Rumpke, a third-generation waste and recycling company in Ohio, Kentucky, Indiana, and West Virginia, bought the Boyd County Sanitary Landfill in November 2018.

“The decision to buy that landfill fits in our business model because we were already hauling residential, commercial, and industrial waste in that tristate region. We could give low-cost disposal to our customers,” says Andrew Rumpke, area president for Rumpke.

“We have 14 landfills and what’s most important to us is to think long term of how our actions affect and benefit the local community. We own and operate Boyd and needed a partner to operate the wellfield and gas collection to efficiently capture emissions. We have experience working with Archaea at several of our landfills,” he says, adding the company was confident the developer could do the job at the 1,600-acre site that receives 1,400 tons of solid waste a day.

Archaea got the gas rights with Rumpke when it acquired the Ashland, KY project from another developer that Stork said was having problems getting the gas quality up to par.

“The main issue was nitrogen removal, a problem that took six months to resolve. We overhauled the system, applying gas separation and nitrogen rejection technologies to remove inert components and convert the landfill gas to RNG with high levels of methane recovery,” Stork says.

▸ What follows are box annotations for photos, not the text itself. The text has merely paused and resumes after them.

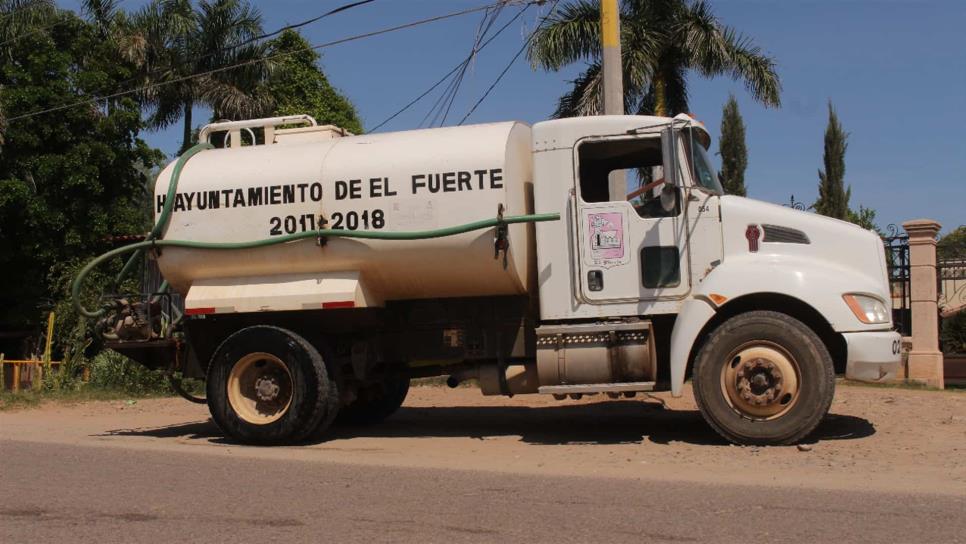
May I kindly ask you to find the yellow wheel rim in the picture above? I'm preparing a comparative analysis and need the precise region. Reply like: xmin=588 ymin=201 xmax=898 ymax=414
xmin=721 ymin=342 xmax=801 ymax=420
xmin=228 ymin=352 xmax=292 ymax=425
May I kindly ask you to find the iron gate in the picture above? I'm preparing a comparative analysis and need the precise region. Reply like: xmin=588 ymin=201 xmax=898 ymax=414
xmin=882 ymin=225 xmax=912 ymax=336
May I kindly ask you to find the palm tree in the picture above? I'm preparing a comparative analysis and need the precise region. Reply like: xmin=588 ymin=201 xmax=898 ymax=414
xmin=527 ymin=0 xmax=781 ymax=117
xmin=121 ymin=0 xmax=273 ymax=151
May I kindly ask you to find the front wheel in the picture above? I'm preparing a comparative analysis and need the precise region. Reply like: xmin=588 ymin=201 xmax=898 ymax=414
xmin=207 ymin=325 xmax=339 ymax=445
xmin=693 ymin=311 xmax=835 ymax=445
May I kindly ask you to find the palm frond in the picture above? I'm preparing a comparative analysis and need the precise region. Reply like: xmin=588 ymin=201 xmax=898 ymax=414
xmin=553 ymin=62 xmax=604 ymax=119
xmin=673 ymin=1 xmax=781 ymax=106
xmin=527 ymin=0 xmax=600 ymax=71
xmin=724 ymin=28 xmax=782 ymax=108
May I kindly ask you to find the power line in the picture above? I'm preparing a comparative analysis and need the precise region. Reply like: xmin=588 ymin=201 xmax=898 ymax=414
xmin=7 ymin=0 xmax=520 ymax=123
xmin=0 ymin=0 xmax=46 ymax=21
xmin=370 ymin=2 xmax=534 ymax=132
xmin=434 ymin=5 xmax=506 ymax=126
xmin=121 ymin=0 xmax=376 ymax=85
xmin=457 ymin=0 xmax=560 ymax=125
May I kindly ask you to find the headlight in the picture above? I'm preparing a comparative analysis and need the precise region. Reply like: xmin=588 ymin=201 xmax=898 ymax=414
xmin=842 ymin=294 xmax=892 ymax=325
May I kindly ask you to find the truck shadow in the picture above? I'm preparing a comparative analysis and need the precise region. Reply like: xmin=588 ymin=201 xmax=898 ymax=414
xmin=325 ymin=401 xmax=875 ymax=446
xmin=100 ymin=401 xmax=875 ymax=446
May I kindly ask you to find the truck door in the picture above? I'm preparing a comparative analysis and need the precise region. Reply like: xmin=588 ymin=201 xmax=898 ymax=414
xmin=574 ymin=129 xmax=690 ymax=304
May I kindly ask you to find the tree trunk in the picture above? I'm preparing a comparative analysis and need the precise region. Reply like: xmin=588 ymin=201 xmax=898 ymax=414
xmin=652 ymin=73 xmax=667 ymax=117
xmin=179 ymin=102 xmax=191 ymax=154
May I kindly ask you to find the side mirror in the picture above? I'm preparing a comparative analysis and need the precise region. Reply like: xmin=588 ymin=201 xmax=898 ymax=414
xmin=661 ymin=183 xmax=681 ymax=214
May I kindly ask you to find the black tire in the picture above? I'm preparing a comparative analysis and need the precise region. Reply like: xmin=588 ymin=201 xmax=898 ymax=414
xmin=207 ymin=325 xmax=339 ymax=445
xmin=338 ymin=376 xmax=409 ymax=425
xmin=692 ymin=311 xmax=835 ymax=445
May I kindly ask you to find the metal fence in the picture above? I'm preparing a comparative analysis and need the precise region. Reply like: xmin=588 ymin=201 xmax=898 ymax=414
xmin=882 ymin=225 xmax=912 ymax=336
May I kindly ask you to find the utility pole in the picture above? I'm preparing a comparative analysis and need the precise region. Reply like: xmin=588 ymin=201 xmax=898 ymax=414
xmin=600 ymin=0 xmax=627 ymax=200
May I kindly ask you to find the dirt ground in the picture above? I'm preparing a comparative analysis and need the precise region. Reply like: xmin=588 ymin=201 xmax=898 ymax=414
xmin=0 ymin=384 xmax=966 ymax=496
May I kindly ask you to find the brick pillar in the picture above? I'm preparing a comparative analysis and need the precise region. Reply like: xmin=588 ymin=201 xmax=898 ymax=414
xmin=902 ymin=219 xmax=943 ymax=389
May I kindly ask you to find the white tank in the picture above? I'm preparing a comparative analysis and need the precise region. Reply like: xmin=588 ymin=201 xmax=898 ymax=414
xmin=154 ymin=122 xmax=535 ymax=300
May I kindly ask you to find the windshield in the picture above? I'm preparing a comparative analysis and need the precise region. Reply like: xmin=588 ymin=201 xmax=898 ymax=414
xmin=684 ymin=128 xmax=724 ymax=195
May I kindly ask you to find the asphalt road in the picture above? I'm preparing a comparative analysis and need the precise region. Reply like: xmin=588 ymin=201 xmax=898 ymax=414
xmin=0 ymin=440 xmax=966 ymax=544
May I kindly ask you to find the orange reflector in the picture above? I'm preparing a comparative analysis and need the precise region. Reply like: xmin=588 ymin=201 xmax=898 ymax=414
xmin=322 ymin=300 xmax=356 ymax=310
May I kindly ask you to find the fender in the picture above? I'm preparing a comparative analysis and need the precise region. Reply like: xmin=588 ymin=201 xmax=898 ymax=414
xmin=671 ymin=253 xmax=891 ymax=397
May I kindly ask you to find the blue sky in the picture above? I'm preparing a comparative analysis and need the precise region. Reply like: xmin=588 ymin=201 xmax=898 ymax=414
xmin=61 ymin=0 xmax=966 ymax=231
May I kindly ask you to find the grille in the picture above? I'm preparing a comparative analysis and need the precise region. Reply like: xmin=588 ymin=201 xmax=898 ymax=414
xmin=761 ymin=225 xmax=811 ymax=244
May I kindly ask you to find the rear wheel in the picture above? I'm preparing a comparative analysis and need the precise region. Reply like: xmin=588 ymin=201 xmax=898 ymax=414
xmin=207 ymin=325 xmax=339 ymax=445
xmin=338 ymin=376 xmax=409 ymax=425
xmin=693 ymin=311 xmax=835 ymax=445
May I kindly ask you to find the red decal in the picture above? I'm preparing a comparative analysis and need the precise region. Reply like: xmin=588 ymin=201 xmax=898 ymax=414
xmin=322 ymin=300 xmax=356 ymax=310
xmin=745 ymin=225 xmax=761 ymax=253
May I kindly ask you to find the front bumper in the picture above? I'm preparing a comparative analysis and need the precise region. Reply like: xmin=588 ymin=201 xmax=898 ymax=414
xmin=842 ymin=331 xmax=902 ymax=382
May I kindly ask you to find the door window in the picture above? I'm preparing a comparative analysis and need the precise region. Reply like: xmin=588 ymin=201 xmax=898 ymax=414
xmin=577 ymin=137 xmax=681 ymax=218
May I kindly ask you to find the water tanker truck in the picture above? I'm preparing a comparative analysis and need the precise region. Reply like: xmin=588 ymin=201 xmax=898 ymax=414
xmin=75 ymin=115 xmax=901 ymax=444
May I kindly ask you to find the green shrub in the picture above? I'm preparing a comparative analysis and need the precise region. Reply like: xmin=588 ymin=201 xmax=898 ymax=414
xmin=87 ymin=349 xmax=173 ymax=396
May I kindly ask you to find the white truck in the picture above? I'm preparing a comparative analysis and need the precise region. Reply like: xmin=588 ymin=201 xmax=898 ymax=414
xmin=79 ymin=115 xmax=901 ymax=444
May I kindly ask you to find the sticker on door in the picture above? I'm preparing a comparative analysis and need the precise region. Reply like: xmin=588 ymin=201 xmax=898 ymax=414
xmin=587 ymin=212 xmax=625 ymax=266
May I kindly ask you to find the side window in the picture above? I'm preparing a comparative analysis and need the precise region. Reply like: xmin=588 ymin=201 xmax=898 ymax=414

Archaea has three landfill development agreements with Rumpke. Besides the Boyd site they include a second one in Kentucky and another in Indiana with the groundbreaking taking place at the Indiana site last November. Rumpke is also building another project at its Noble Landfill in Ohio.

What attracted the developer to Rumpke says Stork is that its landfills are well maintained; they are committed to do “the right thing” on the environmental and compliance side; and they have a vertically integrated strategy (hauling and landfill operations) to bring in waste from the local community.   

“We needed to bring in the right kind of waste in the long term for predictable inputs. We want to sell to buyers under 10- to 20-year agreements and place over 50 percent of our volumes from a given project into those agreements,” Stork says.

Conversely, the trend in the RNG space is to sell shorter term to transportation fuel markets for credits with variable pricing and subject to local risk.

Speaking of its latest project with Rumpke, Charlie Anderson, Archaea Energy’s cofounder and director of Gas Processing stated, “We turned a very challenging RNG plant into a revenue-producing renewable energy project in a short timeframe. We achieved this by carefully analyzing each step of the landfill gas upgrade process to identify opportunities for the most impactful improvements and then implemented changes to re-commission the plant successfully.”

The partners, who have a revenue share agreement that they would not  disclose the details of, say they are both  incentivized to collect as much gas as possible.

The Boyd landfill project, consistent with similar ones, will help reduce over 25,000 metric tons of CO2 equivalent a year. And it will help cut air pollution across every major category by about 90%, according to Stork, which is based on Archaea’s data on gas quality and volume and on Rumpke’s emissions reporting.

“Our goal is to be a great operator in our community. It’s important to continue improving wellfields and gas plants … We have other landfills and in the near future we will need wellfields expanded. We will explore the option of adding RNG projects at those other sites,” Rumpke says.

Currently Archaea sells to the University of California and large natural gas utilities, including Énergir and FortisBC, both in Canada. The plan is to continue targeting large institutions that currently use brown natural gas and want to keep existing infrastructure but bring in renewable gas.

Archaea will become the largest publicly traded RNG platform in the U.S. and globally before the end of 2021, valued at $1 billion, according to the company.